In: Finance
What accounting statements/variables should we pay attention to when forecasting equity/firm values? Why?
Financial statements are basic and formal means through which management of an enterprise make public communication of financial information along with select quantitative details. They are structured financial representation of the financial position, performance and cash flows of an enterprise. Every investor must check for these financial statements before planning for investments.
There are 3 main accounting statements which all investors should considered. They are
1. Income statement
2. Balance sheet
3. Cash flow statement.
Let's discuss why it is important.
Income statement - The Income Statement is one of a company’s core financial statements that shows their profit and loss over a period of time. The profit or loss is determined by taking all revenues and subtracting all expenses from both operating and non-operating activities.
The income statement is one of three statement used in both corporate finance and accounting. The statement displays the company’s revenue, costs, gross profit, selling and administrative expenses, other expenses and income, taxes paid, and net profit, in a coherent and logical manner.

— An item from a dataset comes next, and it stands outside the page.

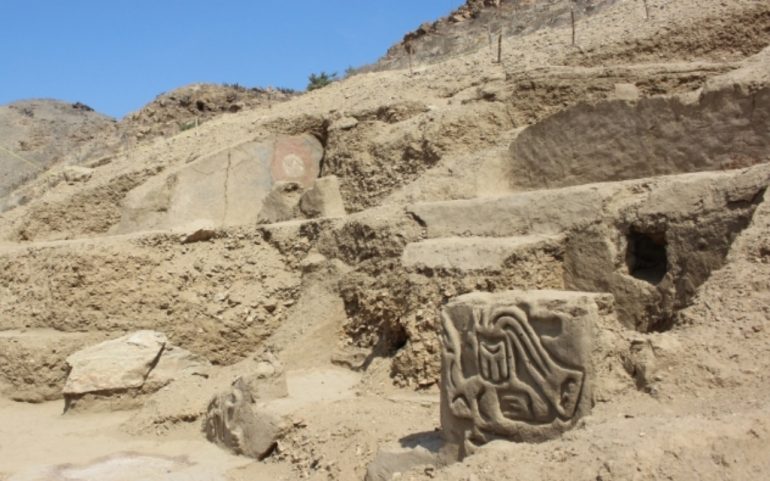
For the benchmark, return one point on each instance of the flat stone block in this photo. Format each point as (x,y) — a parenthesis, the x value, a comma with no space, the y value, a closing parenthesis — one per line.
(516,365)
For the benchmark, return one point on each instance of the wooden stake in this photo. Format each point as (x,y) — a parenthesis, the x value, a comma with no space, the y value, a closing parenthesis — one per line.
(500,47)
(409,50)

Balance sheet - A balance sheet is a financial statement that reports a company's assets, liabilities and shareholders' equity at a specific point in time, and provides a basis for computing rates of return and evaluating its capital structure. It is a financial statement that provides a snapshot of what a company owns and owes, as well as the amount invested by shareholders.
The balance sheet is a snapshot representing the state of a company's finances at a moment in time. By itself, it cannot give a sense of the trends that are playing out over a longer period. For this reason, the balance sheet should be compared with those of previous periods. It should also be compared with those of other businesses in the same industry since different industries have unique approaches to financing.
Cash flow statement - A cash flow statement is a financial statement that provides aggregate data regarding all cash inflows a company receives from its ongoing operations and external investment sources. It also includes all cash outflows that pay for business activities and investments during a given period.
A company's financial statements offer investors and analysts a portrait of all the transactions that go through the business, where every transaction contributes to its success. The cash flow statement is believed to be the most intuitive of all the financial statements because it follows the cash made by the business in three main ways—through operations, investment, and financing. The sum of these three segments is called net cash flow.
These three different sections of the cash flow statement can help investors determine the value of a company's stock or the company as a whole.
Conslusion- So with the help of these 3 statement, we will be able to know the financial strenght and weekness of the company. This is the key data to be checked before investing in any organisation.